Surabaya — Buku karya H Choirul Anam selalu diminati pemerhati sejarah NU. Bahkan skripsinya yang kemudian diterbitkan menjadi buku, dik...
Surabaya — Buku karya H Choirul Anam selalu diminati pemerhati sejarah NU. Bahkan skripsinya yang kemudian diterbitkan menjadi buku, dikenal sebagai “buku babon NU” karena memiliki data yang sangat detil. Memang harus seperti itulah kalau ada yang berminat menulis kiai dan juga NU.
Pandangan ini disampaikan Cak Anam, sapaan akrabnya pada acara halal bihalal dan refleksi 1 abad Nahdlatul Wathan yang diselenggarakan Pengurus Wilayah Lembaga Ta’lif wan Nasyr Nahdlatul Ulama (PW LTN NU) Jawa Timur dan PC LTN NU Kota Surabaya, Sabtu (30/7/2016).

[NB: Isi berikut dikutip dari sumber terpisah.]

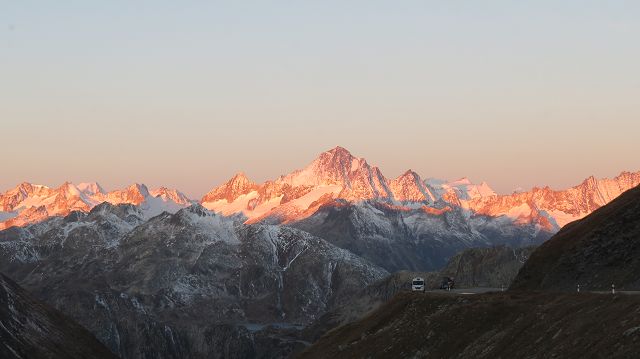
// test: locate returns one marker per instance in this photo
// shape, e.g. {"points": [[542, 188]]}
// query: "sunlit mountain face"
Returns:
{"points": [[335, 178]]}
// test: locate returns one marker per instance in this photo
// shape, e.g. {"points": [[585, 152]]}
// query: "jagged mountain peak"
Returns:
{"points": [[170, 194], [409, 187], [235, 187], [91, 188]]}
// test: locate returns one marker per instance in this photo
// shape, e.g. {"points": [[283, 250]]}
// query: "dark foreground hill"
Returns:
{"points": [[595, 252], [494, 325], [31, 329]]}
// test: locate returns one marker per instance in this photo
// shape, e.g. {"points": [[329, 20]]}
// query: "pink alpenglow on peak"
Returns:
{"points": [[29, 203], [334, 178]]}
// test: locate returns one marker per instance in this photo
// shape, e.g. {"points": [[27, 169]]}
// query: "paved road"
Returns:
{"points": [[465, 291], [468, 291]]}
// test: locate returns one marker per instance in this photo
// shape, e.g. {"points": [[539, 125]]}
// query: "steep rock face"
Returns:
{"points": [[410, 188], [168, 194], [492, 267], [558, 207], [595, 252], [397, 238], [190, 284], [134, 194], [237, 186], [356, 178], [27, 203], [337, 174], [497, 325], [32, 329]]}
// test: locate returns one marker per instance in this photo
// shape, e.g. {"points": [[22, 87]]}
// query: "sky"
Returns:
{"points": [[186, 93]]}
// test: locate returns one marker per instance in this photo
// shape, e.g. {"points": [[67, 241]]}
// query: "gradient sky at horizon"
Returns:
{"points": [[185, 94]]}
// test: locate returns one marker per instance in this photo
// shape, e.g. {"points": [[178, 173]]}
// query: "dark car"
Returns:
{"points": [[447, 283]]}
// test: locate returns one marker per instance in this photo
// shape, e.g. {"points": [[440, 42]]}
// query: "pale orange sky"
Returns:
{"points": [[187, 95]]}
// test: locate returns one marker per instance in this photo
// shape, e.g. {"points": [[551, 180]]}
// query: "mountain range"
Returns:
{"points": [[151, 273], [335, 177], [406, 223]]}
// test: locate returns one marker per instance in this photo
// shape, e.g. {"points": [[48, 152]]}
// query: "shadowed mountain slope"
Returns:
{"points": [[597, 251], [494, 325], [32, 329]]}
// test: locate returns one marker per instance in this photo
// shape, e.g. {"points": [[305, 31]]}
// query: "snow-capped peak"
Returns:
{"points": [[237, 186], [91, 188], [409, 187], [170, 194]]}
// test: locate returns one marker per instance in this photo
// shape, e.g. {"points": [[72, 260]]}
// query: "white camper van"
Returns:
{"points": [[417, 284]]}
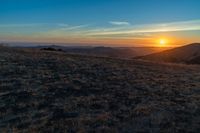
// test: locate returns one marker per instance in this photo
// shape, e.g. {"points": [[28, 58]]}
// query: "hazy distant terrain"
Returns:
{"points": [[49, 91], [115, 52], [189, 54]]}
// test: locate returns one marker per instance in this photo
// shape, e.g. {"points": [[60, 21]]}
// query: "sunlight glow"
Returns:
{"points": [[163, 42]]}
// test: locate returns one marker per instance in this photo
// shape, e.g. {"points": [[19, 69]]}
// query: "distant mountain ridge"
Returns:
{"points": [[118, 52], [189, 54]]}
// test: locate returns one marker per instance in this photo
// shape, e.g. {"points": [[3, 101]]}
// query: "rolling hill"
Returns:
{"points": [[189, 54], [52, 91], [113, 52]]}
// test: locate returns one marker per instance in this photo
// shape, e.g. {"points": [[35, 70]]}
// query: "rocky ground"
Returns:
{"points": [[43, 91]]}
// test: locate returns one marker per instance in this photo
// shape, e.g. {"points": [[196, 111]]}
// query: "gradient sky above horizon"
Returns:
{"points": [[100, 22]]}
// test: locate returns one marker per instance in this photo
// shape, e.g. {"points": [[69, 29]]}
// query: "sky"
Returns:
{"points": [[100, 22]]}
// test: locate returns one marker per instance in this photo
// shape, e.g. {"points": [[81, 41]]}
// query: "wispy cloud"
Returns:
{"points": [[22, 25], [119, 23], [151, 28], [67, 27], [122, 30]]}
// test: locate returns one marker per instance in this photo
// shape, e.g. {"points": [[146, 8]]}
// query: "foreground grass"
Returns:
{"points": [[43, 91]]}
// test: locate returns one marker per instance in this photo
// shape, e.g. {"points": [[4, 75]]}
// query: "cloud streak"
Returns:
{"points": [[119, 23], [118, 30]]}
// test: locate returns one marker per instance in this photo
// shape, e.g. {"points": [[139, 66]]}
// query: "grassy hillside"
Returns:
{"points": [[44, 91]]}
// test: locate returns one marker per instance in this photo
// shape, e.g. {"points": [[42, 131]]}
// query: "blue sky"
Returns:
{"points": [[102, 21]]}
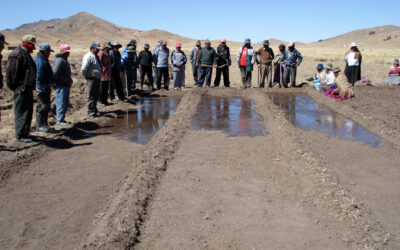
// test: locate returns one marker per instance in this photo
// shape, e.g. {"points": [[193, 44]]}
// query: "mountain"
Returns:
{"points": [[83, 28], [379, 37]]}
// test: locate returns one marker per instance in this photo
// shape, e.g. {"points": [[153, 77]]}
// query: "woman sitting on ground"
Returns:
{"points": [[341, 89], [394, 74]]}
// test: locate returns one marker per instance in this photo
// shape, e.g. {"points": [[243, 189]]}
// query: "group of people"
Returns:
{"points": [[25, 74]]}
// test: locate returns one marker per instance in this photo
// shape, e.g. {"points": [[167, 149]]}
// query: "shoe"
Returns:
{"points": [[63, 124], [42, 129], [24, 140]]}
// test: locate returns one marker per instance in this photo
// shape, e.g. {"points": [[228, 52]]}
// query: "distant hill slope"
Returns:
{"points": [[379, 37]]}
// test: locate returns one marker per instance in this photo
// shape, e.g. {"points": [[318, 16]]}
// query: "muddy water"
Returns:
{"points": [[306, 114], [236, 116], [140, 124]]}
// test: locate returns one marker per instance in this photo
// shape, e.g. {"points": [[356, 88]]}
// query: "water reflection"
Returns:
{"points": [[306, 114], [233, 115], [140, 124]]}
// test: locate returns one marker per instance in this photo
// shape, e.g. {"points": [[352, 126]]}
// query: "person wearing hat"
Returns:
{"points": [[105, 79], [293, 59], [116, 82], [223, 63], [279, 66], [44, 81], [319, 76], [266, 56], [131, 84], [178, 60], [206, 60], [161, 61], [394, 74], [2, 43], [246, 58], [146, 66], [129, 64], [91, 69], [341, 88], [63, 79], [21, 78], [194, 54], [353, 60]]}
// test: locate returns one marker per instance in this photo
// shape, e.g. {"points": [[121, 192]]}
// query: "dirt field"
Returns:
{"points": [[203, 189]]}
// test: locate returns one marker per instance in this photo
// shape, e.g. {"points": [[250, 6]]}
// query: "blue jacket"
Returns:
{"points": [[129, 62], [293, 59], [178, 57], [115, 60], [44, 74], [161, 57]]}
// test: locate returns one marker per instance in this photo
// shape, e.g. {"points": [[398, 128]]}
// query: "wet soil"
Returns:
{"points": [[306, 114], [295, 188], [233, 115]]}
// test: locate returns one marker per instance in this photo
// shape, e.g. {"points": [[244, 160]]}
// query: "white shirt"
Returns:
{"points": [[329, 78], [350, 58]]}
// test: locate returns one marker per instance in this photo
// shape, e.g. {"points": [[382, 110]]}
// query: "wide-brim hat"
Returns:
{"points": [[116, 44], [336, 69], [29, 39], [3, 39]]}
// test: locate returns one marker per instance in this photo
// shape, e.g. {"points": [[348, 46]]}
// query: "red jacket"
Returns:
{"points": [[105, 60]]}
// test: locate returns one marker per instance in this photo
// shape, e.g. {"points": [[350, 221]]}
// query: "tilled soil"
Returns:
{"points": [[202, 189]]}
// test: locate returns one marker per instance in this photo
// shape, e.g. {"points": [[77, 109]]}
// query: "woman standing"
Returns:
{"points": [[279, 67], [353, 64]]}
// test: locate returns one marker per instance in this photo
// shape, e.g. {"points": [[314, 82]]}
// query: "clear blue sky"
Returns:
{"points": [[288, 20]]}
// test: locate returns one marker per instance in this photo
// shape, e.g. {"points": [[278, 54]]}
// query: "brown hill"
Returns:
{"points": [[379, 37], [81, 29]]}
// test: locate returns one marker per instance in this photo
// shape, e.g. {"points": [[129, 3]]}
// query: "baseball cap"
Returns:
{"points": [[45, 47], [29, 39]]}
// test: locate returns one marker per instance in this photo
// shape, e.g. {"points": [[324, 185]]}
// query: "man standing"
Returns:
{"points": [[146, 63], [21, 78], [105, 60], [193, 58], [62, 75], [128, 62], [178, 60], [293, 60], [2, 43], [206, 60], [161, 62], [266, 55], [246, 58], [44, 81], [91, 70], [116, 82], [223, 63]]}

Mantan wartawan Tempo ini dikenal tidak sembarangan dalam mengambil kesimpulan terkait peristiwa yang ada hubungannya dengan kiai serta NU. “Untuk itu saya tidak segan-segan tak menyantumkan tanggal dan bulan kalau ternyata tidak ada fakta yang membenarkan,” kata Cak Anam di hadapan utusan PC LTN NU se-Jatim tersebut. Ia hadir didampingi KH Sholeh Hayat, penulis buku Kyai dan Santri dalam Perang Kemerdekaan.
Bapak yang hingga kini sebagai pegiat Harian Duta Masyarakat ini kemudian memberikan contoh terhadap keberadaan Nahdlatul Wathan (NW) yang hingga kini tidak disertakan tanggal dan bulan berdirinya. “Karena tidak ada yang bisa menunjukkan kapan tepatnya, baik tanggal serta bulan berdirinya Nahdlatul Wathan tersebut,” ungkapnya. Sedangkan kepastian tahun berdirinya NW diperoleh dari pengakuan sejumlah pelaku sejarah yang berhasil ditemui, lanjutnya.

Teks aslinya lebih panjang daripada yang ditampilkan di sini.